Demokratische Streitkultur in Zeiten politischer Polarisierung

In den vergangenen Jahren ist in Deutschland das Erfordernis virulent geworden, über die Bedingungen einer demokratieförderlichen Streitkultur nachzudenken

Mit diesem Buch legt Joachim Detjen, eine philosophisch fundierte, von ihm selbst als „synoptisch“ (S.225) bezeichnete Betrachtung, sozusagen einen Stammbaum der polarisierenden politischen Argumentationen vor. Für die anstehende „Sisyphusarbeit des Diskurses“ (Pörksen, zitiert auf S.228) liefert er eine konkrete, sehr differenzierte Argumente-Morphologie, die Diskutanten als Erkenntnishilfe dabei dienen kann, rechtzeitig die Ursachen und Abwege der Polarisierung als Gefahr für die demokratische Streitkultur zu erkennen und entsprechende Konsequenzen zu ziehen. Im Kern geht es Detjen dabei um Argumentationen gegen den politischen Extremismus von rechts und links. Als Staatsbürger stellt er mehrfach klar: „Der demokratische Verfassungsstaat selbst besteht aus einem komplexen Gefüge von Werten….Es geht an die Substanz des demokratischen Verfassungsstaates, wenn in streitigen Diskursen diese Werte angegriffen werden…Die angestrebte demokratische Streitkultur ist nämlich genauso wenig neutral wie die auf ihre Förderung gerichtete politische Bildung.“ (S.223). Besonders deutlich wird das bei dem von ihm beschriebenen „Vergiftungsgrad des Streitklimas“: „Die kulturalistische Linke dominiert die Diskurse über Fragen des gesellschaftlichen Lebens“ (S. 129, 138 u. ähnlich 226). Hauptgrund für seine Einschätzung ist die Tendenz der Linken zu „Artikulationsverboten“ und „Ausschließungen einer bestimmten Auffassung“ (S.148). Er fordert: „Politische Diskurse dürfen nicht aus-, sondern müssen einschließen, wenn sie das Gütesiegel der Demokratie für sich in Anspruch nehmen. Tun sie das nicht, sind sie elitär, exklusiv und begründen die kulturelle Hegemonie derjenigen, die als Ideen- und Diskurswächter für Ausschließungen gesorgt haben.“ (S.148) Sein Buch richtet sich konsequenterweise in erster Linie an die demokratische Mitte. Im „institutionalisierten Streit der Demokratie“ (S.146) muss seines Erachtens die Mitte “deutlich vernehmbar“ (S. 165) werden: „Die Demokratie hat die Beiträge aus den Randzonen in der Hoffnung hinzunehmen, dass sie genügend Widerspruch finden – und zwar nicht nur aus der jeweils entgegengesetzten Randzone, sondern vor allem aus der Mitte.“(S. 166).

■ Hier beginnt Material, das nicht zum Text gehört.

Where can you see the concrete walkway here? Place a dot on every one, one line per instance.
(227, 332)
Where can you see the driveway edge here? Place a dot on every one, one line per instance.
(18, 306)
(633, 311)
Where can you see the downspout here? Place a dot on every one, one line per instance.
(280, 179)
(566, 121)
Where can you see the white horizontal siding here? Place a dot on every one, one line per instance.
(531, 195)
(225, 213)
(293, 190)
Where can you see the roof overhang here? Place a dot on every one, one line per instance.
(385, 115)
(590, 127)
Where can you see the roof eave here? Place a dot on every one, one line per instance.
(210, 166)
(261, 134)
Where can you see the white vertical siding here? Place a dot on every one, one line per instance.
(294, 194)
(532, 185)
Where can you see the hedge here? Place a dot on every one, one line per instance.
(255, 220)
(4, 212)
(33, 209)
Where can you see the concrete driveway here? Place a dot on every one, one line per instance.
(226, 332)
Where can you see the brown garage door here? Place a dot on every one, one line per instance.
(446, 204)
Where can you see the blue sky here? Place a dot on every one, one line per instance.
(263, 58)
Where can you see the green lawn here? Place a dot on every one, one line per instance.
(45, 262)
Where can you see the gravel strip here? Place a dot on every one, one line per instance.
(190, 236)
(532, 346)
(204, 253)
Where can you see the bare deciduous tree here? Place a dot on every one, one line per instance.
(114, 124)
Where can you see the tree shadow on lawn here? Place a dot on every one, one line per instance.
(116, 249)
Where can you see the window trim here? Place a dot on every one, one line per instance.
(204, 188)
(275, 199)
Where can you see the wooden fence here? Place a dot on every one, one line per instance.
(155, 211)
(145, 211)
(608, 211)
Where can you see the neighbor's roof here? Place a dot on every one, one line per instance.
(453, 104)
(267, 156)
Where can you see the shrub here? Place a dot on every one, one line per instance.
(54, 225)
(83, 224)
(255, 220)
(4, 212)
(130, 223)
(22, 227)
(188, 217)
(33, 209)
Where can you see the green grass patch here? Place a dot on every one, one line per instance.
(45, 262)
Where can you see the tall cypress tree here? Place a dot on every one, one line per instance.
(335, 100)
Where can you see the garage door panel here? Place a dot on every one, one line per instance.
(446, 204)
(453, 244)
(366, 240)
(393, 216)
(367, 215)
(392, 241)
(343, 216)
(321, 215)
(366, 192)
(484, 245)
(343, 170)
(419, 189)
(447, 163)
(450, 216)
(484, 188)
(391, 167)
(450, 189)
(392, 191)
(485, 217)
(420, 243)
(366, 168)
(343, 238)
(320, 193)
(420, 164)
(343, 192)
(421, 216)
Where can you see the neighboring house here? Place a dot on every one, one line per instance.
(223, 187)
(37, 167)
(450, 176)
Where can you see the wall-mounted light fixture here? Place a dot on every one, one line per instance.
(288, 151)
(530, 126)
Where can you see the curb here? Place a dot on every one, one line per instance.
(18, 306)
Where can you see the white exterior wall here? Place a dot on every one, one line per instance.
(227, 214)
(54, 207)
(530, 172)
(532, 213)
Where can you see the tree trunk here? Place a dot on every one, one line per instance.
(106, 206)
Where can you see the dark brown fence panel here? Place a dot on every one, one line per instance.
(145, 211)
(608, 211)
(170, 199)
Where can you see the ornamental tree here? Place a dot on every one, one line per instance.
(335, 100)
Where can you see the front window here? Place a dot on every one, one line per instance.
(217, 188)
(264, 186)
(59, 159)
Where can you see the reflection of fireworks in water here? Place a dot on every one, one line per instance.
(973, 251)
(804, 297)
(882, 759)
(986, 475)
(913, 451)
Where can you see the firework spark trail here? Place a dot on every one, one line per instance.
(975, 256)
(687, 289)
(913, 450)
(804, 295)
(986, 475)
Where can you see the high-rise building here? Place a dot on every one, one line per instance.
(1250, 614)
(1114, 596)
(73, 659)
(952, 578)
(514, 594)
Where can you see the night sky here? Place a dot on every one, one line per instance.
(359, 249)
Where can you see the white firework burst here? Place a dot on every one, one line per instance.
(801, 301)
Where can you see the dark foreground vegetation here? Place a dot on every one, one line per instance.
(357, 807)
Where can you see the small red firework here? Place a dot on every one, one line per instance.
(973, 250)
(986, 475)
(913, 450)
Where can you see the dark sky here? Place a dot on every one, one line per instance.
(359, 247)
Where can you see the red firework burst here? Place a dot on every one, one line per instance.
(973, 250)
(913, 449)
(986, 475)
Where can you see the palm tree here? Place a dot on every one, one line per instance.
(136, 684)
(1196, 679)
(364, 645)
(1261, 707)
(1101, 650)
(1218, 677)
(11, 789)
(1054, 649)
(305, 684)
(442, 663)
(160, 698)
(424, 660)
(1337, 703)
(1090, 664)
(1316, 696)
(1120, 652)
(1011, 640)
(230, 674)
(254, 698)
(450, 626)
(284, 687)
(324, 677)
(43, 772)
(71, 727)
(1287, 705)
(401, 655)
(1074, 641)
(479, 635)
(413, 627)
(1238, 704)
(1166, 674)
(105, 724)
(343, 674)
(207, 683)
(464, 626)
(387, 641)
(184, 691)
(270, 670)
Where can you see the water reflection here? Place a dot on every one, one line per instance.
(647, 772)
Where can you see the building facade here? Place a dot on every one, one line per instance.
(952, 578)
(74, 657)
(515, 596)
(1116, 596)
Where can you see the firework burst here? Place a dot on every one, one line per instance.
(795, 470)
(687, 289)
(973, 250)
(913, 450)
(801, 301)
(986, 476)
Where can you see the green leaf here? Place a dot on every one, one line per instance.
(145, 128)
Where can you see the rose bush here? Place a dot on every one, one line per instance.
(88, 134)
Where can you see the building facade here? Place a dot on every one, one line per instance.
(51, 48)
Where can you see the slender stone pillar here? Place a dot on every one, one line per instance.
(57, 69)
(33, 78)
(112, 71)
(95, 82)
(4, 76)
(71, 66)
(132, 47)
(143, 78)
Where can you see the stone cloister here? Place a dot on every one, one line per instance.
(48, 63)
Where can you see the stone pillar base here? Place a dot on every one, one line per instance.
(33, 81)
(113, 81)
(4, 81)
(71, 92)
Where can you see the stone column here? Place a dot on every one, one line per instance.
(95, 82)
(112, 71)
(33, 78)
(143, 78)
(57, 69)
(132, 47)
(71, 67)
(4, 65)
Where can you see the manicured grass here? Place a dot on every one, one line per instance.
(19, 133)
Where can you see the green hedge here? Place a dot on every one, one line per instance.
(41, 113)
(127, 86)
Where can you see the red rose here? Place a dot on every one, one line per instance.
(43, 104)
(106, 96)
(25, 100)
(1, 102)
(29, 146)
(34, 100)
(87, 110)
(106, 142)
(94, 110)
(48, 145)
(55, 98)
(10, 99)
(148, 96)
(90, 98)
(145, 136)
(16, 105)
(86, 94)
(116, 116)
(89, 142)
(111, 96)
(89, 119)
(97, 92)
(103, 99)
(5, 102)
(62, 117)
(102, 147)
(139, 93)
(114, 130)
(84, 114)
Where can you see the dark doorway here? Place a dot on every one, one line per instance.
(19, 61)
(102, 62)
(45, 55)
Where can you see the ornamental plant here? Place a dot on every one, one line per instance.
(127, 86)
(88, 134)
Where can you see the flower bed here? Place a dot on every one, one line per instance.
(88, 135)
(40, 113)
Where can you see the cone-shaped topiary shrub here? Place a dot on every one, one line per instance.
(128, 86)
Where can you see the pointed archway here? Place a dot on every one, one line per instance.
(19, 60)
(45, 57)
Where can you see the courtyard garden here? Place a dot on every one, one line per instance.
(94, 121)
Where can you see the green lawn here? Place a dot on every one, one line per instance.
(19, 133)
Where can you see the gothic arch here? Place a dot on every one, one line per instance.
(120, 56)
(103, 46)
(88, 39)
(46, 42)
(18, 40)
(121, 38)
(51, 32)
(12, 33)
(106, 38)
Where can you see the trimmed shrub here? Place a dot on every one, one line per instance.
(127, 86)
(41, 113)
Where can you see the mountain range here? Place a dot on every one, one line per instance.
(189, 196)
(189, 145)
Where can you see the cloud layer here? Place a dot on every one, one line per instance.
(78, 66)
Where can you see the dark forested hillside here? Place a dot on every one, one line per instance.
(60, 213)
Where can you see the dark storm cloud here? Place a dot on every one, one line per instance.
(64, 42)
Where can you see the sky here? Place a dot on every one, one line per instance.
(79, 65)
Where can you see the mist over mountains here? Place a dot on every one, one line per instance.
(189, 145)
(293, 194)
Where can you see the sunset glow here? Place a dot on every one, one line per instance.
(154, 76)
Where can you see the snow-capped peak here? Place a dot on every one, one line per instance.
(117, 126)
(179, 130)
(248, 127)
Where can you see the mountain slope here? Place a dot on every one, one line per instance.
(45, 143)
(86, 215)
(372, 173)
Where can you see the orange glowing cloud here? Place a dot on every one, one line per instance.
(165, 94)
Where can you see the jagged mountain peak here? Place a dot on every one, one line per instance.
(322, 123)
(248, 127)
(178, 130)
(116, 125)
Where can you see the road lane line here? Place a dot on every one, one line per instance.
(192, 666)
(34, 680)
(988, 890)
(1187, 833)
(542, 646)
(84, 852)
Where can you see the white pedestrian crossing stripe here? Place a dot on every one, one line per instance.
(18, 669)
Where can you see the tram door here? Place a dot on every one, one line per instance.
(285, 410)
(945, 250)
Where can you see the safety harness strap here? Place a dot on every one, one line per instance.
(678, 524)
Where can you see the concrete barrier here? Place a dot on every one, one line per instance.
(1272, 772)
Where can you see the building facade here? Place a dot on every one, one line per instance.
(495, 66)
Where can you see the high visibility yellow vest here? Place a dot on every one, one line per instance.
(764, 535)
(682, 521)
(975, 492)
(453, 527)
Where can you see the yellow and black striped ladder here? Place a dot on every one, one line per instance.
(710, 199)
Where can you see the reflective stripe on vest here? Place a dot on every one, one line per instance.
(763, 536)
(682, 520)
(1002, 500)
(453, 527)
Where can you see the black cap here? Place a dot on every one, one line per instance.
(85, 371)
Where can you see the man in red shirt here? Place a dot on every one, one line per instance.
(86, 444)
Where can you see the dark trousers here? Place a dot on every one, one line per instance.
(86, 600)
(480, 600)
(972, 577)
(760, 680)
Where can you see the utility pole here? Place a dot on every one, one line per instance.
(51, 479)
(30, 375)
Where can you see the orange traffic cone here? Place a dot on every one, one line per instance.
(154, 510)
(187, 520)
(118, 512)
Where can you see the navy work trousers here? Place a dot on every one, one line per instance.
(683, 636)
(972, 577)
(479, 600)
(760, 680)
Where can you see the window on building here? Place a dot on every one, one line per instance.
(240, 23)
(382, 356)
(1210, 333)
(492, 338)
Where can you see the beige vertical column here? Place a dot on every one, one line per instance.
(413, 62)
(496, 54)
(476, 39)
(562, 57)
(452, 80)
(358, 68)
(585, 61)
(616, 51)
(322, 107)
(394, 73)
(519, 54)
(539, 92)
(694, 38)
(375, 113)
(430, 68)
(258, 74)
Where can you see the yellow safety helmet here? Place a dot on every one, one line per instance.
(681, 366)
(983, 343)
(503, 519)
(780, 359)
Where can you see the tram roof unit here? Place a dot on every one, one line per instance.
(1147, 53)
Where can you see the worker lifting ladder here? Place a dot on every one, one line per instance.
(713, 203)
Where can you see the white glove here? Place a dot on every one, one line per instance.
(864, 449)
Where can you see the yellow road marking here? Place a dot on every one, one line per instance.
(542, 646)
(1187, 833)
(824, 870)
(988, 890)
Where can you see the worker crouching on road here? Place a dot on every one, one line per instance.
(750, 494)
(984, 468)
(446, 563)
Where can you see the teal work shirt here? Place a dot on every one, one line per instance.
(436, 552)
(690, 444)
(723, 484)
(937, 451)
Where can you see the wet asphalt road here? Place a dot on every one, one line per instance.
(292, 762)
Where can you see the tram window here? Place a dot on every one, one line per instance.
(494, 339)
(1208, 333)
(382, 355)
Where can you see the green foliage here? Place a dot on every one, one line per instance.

Der Sinn des Streitens wird in Anlehnung an Dahrendorf verdeutlicht: „Wandel und Fortschritt beruhen letztlich auf der konstitutionellen Ungewissheit der menschlichen Existenz. Deshalb bleibt die Gesellschaft so lange menschlich, wie sie das Kontroverse in sich lebendig erhält. Nicht die utopische Harmonie, sondern die nach Spielregeln zugleich bewältigten und erhaltenen Spannungen machen den lebenswerten Charakter der Gesellschaft aus.“ (S.21).

Am Ende des Buches findet man ein Zitat von Roman Herzog:

„Streit ist ein Lebenselement der Demokratie – allerdings darf sich kein Schaum vor den Mündern der Streitenden bilden.“ (S.229)

In mehreren Kapiteln werden alle Aspekte, grundlegende politische, ethische und ideologische Voraussetzungen, bewusste Regelverletzungen und alle möglichen Phänomene und Taktiken der politischen Polarisierung analytisch detailliert seziert und bewertet. Es handelt sich eigentlich um ein sehr lesenswertes Handbuch zur politisch polarisierenden Rhetorik, das jedem empfohlen werden kann, der sich dem politischen Streit aussetzt und/oder in der politischen Bildung tätig ist. Auch die gezielte Lektüre einzelner Kapitel ist empfehlenswert.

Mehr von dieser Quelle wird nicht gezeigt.